While conspiracy nuts debate the reality of the Apollo landings, scientists must deal with some practical consequences of what astronauts put on the Moon. For the new Lunar Orbiter Laser Altimeter (LOLA), this means dodging the retro reflective mirrors mounted by astronauts at some of the landing sites.

The Apollo astronauts installed arrays of prisms at some landing sites, designed to bounce laser light directly back in the direction it came from. They reflect a signal, proportional to 1/R**2 instead of 1/R**4, where R is distance. These devices are still in use today, to monitor exact motion of the Moon and test physical theories.

The LRO carries a highly accurate laser altimeter, similar to the one installed on recent American Mars orbiters. It occured to me that this instrument might also verify the existance of the Apollo landing sites (as the LRO cameras have already done), but then it also occured to me that it might return a laser signal so strong that it could damage the instrument.

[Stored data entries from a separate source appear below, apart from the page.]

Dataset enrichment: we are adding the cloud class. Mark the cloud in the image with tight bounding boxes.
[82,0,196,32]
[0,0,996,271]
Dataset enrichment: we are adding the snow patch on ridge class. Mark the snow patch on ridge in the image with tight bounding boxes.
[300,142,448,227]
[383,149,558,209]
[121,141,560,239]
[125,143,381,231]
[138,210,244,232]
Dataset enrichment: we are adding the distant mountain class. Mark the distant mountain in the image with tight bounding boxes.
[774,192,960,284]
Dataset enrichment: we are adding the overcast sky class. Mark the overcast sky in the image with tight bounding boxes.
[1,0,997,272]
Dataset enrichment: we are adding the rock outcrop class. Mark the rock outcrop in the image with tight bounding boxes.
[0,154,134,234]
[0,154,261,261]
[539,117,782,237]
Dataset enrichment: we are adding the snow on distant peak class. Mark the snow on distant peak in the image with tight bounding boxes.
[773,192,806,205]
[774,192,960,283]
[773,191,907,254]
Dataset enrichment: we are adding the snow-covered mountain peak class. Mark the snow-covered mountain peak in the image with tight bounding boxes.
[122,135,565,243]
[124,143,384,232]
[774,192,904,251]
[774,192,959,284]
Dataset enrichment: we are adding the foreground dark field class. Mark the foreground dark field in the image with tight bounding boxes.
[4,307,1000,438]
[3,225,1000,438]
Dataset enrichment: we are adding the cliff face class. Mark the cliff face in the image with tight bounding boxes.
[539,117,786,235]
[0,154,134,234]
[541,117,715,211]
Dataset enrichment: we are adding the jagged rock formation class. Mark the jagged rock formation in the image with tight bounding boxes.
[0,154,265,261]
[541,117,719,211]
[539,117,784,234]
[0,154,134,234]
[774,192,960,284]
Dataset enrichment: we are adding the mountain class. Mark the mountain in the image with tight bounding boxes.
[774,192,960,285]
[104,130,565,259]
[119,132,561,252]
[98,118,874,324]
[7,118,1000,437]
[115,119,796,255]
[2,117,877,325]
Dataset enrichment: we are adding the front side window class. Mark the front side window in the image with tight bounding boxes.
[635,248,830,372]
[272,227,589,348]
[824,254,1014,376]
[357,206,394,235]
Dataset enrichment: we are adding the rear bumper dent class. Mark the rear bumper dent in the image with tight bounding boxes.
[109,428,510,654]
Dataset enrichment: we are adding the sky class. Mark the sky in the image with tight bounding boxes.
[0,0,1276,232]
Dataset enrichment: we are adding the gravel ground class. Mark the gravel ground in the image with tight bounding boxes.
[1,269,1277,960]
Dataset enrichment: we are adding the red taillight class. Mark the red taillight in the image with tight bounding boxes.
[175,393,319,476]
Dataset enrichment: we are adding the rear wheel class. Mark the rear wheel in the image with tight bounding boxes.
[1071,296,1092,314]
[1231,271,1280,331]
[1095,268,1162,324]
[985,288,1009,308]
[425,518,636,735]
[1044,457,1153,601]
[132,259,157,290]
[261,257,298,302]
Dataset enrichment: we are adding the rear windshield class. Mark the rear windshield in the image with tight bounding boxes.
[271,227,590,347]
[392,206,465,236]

I wrote to David E. Smith at Goddard, the principal investigator for LOLA, to ask about this. He replied that this was most definitely a problem, and the LOLA instrument switches off when the orbiter passes over Apollo sites. If by small chance, the beam did strike the retro reflector, the light bounced back would be 1000 times the detector damage threshold!

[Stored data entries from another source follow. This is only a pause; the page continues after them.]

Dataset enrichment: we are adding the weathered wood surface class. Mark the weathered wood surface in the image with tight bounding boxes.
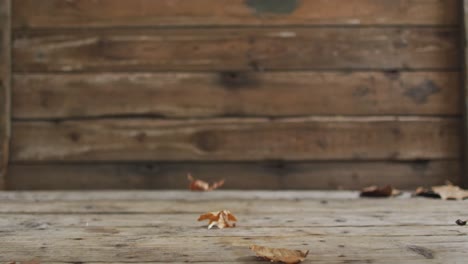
[12,71,461,119]
[10,117,460,161]
[0,210,465,228]
[462,0,468,188]
[0,196,465,214]
[6,161,460,190]
[12,0,459,28]
[0,0,10,189]
[0,191,467,263]
[13,28,459,72]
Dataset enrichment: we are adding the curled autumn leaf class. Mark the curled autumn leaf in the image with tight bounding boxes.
[198,210,237,229]
[8,260,40,264]
[360,185,401,198]
[188,173,225,191]
[250,245,309,264]
[415,182,468,200]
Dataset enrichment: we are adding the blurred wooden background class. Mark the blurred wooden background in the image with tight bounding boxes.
[0,0,463,189]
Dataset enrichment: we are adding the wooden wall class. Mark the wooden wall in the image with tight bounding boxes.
[5,0,463,189]
[0,0,11,189]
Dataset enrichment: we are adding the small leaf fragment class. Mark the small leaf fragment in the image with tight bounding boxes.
[198,210,237,229]
[415,182,468,200]
[188,173,225,191]
[8,260,40,264]
[414,187,440,199]
[250,245,309,264]
[360,185,401,198]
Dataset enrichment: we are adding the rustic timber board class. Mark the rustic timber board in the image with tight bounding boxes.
[0,0,11,189]
[11,71,461,119]
[6,0,464,190]
[6,160,461,190]
[12,0,458,28]
[0,191,466,263]
[10,117,460,162]
[13,27,459,72]
[462,0,468,188]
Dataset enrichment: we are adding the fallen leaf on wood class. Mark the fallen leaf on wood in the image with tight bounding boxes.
[415,182,468,200]
[198,210,237,229]
[187,173,224,191]
[455,219,467,226]
[250,245,309,264]
[8,260,40,264]
[360,185,401,198]
[413,187,440,199]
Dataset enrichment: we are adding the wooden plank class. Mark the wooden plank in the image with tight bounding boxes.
[0,191,466,263]
[0,190,368,201]
[0,262,449,264]
[13,27,459,72]
[0,0,11,189]
[12,71,461,119]
[0,195,465,214]
[462,0,468,188]
[1,234,466,263]
[12,0,459,28]
[0,211,465,229]
[10,117,460,162]
[6,160,460,190]
[0,225,464,240]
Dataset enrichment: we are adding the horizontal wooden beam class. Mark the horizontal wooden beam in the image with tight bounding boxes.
[13,27,459,72]
[12,71,461,119]
[10,117,460,162]
[12,0,459,28]
[7,160,460,190]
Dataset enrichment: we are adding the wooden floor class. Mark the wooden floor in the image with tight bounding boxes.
[0,191,467,264]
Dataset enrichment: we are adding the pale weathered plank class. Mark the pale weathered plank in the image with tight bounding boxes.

The Russians have also been helpful in giving the LOLA team the best known locations for the two Lunokhod rovers, which also have laser retro reflectors mounted on them. Lunokhod-2 has been located precisely and is routinely probed by lasers from Earth. Lunokhod-1 has never been found by laser, and it is not known for certain if its reflector is deployed. Seen in the photo above, we can see the relfector (extended to the left) bouncing back the light from the camera’s flash.